# A practical approach to read-write quorum systems

Quorum systems allow consistency of replicated data; every time a group of servers needs to agree on something, a quorum is involved in the decisions.

For example, leaderless databases such as Dynamo (not to be confused with DynamoDB) uses a consistency protocol based on quorums[1]. Furthermore, most of the consensus algorithms such as Zab, Raft, Paxos are based on quorums[2].

Read-write quorums define two configurable parameters, `R`

and `W`

.

`R`

is the minimum number of nodes that must participate in a *read operation*, and `W`

the minimum number of nodes that must participate in a *write operation*.
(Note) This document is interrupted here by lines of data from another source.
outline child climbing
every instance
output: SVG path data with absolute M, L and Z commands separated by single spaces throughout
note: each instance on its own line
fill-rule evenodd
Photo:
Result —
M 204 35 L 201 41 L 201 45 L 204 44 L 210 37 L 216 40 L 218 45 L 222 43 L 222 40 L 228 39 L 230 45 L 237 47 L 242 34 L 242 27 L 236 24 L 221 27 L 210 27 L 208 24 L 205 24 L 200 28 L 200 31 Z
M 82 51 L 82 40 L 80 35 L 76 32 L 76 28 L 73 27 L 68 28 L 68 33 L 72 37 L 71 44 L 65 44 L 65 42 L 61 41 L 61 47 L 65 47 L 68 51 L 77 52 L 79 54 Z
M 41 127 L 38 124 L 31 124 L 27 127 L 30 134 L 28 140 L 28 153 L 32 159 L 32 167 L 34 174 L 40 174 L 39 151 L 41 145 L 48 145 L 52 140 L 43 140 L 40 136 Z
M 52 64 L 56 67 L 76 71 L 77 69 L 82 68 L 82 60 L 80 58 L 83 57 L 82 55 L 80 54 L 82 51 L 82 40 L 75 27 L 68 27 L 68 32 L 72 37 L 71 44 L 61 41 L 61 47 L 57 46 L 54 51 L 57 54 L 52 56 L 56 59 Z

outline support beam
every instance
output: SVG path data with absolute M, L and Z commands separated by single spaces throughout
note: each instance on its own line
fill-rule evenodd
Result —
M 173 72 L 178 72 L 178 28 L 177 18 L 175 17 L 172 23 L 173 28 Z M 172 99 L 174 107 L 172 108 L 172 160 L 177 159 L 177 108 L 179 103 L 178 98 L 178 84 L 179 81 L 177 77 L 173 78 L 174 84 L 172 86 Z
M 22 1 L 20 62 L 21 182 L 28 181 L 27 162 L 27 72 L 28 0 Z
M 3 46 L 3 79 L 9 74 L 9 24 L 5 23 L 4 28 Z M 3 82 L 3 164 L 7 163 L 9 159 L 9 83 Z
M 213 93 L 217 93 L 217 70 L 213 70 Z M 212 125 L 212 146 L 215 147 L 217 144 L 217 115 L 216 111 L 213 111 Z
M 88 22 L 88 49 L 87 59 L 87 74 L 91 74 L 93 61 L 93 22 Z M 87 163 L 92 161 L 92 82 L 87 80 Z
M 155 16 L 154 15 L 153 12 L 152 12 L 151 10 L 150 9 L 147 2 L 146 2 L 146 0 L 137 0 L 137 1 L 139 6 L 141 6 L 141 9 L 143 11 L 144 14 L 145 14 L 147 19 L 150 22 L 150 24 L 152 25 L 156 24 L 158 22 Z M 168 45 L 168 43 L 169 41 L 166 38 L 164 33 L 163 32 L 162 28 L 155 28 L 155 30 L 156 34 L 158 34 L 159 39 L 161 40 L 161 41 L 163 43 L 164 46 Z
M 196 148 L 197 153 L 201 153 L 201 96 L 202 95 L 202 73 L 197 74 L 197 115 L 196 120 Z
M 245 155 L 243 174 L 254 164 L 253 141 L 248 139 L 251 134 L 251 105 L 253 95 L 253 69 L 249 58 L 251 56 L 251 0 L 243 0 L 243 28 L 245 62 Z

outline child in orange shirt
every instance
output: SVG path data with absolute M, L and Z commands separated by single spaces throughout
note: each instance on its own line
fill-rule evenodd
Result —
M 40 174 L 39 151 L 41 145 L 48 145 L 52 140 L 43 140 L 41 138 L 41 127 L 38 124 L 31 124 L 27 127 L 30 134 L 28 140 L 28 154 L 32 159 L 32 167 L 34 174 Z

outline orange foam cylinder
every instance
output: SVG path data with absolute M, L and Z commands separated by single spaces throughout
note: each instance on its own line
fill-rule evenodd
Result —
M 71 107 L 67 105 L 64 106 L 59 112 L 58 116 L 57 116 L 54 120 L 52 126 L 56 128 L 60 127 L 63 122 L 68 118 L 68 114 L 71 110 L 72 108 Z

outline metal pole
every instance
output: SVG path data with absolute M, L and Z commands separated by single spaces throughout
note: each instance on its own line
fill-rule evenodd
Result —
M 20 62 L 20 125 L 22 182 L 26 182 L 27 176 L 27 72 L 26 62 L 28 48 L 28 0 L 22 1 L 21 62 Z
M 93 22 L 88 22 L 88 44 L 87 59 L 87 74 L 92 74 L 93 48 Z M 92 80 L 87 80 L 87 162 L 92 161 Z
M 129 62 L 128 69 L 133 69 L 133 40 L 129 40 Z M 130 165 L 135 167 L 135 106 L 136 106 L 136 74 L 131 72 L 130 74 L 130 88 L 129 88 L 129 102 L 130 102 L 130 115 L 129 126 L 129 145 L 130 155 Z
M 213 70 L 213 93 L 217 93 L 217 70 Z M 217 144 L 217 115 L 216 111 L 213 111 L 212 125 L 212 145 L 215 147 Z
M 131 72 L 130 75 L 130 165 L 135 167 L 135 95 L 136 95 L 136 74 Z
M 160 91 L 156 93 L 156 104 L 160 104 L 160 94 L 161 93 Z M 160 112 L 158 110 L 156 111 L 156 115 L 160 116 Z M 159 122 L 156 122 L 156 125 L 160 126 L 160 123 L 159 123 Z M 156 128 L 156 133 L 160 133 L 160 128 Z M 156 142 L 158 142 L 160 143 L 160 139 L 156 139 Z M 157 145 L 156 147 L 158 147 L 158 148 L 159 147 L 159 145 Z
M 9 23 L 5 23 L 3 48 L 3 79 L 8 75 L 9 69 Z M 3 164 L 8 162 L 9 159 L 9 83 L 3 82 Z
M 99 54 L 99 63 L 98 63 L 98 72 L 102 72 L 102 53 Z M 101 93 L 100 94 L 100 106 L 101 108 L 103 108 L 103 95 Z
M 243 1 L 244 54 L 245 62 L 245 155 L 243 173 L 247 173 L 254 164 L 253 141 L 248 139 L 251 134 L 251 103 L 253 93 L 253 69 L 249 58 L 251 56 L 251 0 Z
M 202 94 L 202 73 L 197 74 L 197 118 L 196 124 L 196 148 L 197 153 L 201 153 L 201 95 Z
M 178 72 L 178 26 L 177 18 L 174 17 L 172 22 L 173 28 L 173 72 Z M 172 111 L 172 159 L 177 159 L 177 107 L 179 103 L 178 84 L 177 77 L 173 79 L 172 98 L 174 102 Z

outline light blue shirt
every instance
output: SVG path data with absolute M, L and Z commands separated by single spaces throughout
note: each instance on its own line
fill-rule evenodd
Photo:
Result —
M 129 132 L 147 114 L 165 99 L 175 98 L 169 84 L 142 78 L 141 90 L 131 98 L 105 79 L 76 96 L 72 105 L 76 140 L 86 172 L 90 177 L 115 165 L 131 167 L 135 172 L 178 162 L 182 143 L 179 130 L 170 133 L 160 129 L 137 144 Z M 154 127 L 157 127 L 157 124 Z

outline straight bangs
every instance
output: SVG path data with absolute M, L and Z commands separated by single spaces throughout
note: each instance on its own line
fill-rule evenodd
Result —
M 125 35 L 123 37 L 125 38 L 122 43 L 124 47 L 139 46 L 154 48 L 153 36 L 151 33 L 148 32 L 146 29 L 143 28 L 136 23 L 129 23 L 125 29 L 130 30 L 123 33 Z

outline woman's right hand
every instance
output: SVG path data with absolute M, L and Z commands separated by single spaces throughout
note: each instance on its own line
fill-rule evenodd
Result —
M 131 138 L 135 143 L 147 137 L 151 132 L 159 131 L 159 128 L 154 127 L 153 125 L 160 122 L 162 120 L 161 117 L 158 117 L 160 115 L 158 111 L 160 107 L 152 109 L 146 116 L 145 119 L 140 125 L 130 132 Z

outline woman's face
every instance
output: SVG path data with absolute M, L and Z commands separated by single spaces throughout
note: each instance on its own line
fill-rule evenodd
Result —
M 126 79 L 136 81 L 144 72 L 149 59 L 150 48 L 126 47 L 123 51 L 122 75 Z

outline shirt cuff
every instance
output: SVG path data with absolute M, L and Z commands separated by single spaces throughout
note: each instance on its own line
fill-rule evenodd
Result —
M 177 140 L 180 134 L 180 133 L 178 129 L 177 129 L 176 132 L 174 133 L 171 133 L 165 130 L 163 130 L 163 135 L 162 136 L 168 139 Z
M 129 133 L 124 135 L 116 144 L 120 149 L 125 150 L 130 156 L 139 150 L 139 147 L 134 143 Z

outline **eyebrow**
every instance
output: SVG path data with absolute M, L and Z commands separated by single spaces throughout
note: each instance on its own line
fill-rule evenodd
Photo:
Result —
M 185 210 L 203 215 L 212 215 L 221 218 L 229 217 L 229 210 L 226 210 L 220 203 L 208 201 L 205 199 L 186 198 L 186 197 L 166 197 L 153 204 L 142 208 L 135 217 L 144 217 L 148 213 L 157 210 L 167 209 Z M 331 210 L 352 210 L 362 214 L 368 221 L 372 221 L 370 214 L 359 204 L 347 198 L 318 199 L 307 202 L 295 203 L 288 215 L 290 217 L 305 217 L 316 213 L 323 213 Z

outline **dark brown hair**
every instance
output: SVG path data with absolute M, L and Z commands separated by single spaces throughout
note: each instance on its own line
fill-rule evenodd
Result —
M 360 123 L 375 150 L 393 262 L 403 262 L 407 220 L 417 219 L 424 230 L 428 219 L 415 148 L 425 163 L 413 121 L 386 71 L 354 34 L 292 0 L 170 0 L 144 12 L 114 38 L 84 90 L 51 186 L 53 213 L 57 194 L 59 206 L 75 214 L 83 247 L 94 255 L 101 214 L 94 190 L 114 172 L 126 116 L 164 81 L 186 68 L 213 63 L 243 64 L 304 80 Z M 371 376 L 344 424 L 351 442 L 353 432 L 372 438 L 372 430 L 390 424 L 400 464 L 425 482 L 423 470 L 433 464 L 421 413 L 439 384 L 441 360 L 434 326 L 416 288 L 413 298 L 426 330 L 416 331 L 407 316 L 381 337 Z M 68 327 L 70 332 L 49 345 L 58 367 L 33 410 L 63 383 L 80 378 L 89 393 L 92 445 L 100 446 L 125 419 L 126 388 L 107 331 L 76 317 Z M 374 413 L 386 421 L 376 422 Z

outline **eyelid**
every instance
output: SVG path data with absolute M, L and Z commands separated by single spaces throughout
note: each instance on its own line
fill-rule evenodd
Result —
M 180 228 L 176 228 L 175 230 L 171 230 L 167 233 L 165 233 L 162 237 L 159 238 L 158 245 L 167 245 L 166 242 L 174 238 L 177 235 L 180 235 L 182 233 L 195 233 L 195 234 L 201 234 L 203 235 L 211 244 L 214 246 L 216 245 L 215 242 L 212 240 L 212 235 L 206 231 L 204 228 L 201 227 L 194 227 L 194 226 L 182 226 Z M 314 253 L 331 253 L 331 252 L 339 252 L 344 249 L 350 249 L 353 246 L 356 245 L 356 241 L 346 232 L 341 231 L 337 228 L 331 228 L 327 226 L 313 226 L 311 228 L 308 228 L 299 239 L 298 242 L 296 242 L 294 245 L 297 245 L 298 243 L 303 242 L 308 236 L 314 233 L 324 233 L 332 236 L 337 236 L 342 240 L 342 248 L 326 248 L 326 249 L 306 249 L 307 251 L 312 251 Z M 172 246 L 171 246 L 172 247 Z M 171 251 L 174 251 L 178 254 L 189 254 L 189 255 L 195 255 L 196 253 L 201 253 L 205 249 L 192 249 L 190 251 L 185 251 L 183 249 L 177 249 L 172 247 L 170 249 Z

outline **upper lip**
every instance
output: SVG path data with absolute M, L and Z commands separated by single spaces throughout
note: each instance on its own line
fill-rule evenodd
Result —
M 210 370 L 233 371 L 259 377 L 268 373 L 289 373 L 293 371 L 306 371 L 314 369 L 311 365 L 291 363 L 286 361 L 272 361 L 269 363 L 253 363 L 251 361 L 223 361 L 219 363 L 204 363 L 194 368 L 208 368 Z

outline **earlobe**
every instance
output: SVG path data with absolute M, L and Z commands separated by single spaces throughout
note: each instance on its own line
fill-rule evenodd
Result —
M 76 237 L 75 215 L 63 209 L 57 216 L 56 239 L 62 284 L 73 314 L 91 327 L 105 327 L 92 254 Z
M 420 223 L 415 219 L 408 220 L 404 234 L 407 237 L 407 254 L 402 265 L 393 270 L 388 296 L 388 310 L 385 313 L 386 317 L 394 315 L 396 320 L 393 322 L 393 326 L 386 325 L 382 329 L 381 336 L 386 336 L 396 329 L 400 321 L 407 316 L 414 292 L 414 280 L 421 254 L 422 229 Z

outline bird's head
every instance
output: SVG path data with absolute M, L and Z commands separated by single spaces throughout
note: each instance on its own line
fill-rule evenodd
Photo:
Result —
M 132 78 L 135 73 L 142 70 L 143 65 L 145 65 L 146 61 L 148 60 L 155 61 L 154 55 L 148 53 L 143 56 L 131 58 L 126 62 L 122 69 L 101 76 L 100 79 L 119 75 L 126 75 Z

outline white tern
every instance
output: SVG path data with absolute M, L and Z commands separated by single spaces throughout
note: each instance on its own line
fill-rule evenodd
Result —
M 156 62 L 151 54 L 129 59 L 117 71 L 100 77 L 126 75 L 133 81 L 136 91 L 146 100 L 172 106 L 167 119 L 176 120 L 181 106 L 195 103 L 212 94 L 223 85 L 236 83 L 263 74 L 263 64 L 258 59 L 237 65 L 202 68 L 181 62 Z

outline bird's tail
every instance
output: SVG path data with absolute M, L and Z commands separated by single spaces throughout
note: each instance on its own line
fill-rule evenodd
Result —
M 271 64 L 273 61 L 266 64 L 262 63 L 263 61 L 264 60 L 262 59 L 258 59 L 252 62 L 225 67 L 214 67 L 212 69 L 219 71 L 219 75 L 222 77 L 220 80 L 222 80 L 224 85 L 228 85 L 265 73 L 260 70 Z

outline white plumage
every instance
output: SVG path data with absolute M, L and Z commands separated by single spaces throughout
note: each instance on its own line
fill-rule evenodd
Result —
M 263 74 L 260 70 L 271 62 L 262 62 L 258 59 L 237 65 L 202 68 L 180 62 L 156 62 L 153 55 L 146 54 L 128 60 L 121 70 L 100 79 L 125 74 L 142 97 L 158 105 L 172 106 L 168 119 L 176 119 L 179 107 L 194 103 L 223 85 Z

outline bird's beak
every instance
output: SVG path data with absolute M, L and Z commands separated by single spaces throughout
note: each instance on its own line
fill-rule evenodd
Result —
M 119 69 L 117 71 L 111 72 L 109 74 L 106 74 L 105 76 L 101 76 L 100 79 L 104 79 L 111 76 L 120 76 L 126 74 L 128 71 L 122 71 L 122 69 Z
A few weeks ago, I came across this tweet:

Majority quorums are pervasive in strongly consistent distributed systems yet there are many alternatives with better scalability and performance. Quoracle is a new open-source tool to find an optimal quorum system for a given distributed architecture. https://t.co/d4UpFNdQuf pic.twitter.com/V2SaXYmkoP

— Heidi Howard (@heidiann360) April 13, 2021

The tweet refers to the following publication:

The paper reviews some concepts of the quorum systems, and it presents a concrete tool named "Quoracle" that explores the trade-offs of the read-write quorum systems.

Quoracle provides an alternative to the majority quorum systems that are widely adopted in distributed systems. The majority quorum can be defined as

$$ \frac{n}{2} + 1 \space where \space n = n. \space of \space nodes $$

In the case of a read-write quorum systems the majority is represented in a similar way:

$$ r = w = \frac{n}{2} + 1 $$

where \(r\) and \(w\) are the read and write quorums.

Below there are some notes I took while I was reading the paper and a detailed look at the proposed implementation of Quoracle. The topics discussed are listed below:

- Quorum system definitions
- Quoracle overview
- Optimal strategy problem implementation
- Strategy representation
- Handling quorum failures
- Optimal strategy search

## Quorum system definitions

The paper resumes the definitions and the characteristics of the read-write quorum systems. These concepts are helpful to understand the theory of quorum systems and the implementation of Quoracle.

Given a list of nodes represented as follow:

$$ X = {{x_1,..,x_n}} $$

A *read-write quorum system* is defined as \(Q = (R, W)\) where \(R\) represents the read quorums, and \(W\) represents the write quorums. \(R\) and \(W\) are sets of subsets of the list of nodes defined in \(X\).

An additional constraint asserts that every read and writes quorum (\(r\) and the \(w\)) must intersect. This is represented with the following definition:

$$ r \in R \space and \space w \in W, r \cap w \neq 0 $$

It is possible to illustrate a quorums systems with a grid as follow:

The grid above describes a \( Q_{2x3} \) quorum system defined as \( Q_{2x3} = (abc + def, ab + bc + ac)\).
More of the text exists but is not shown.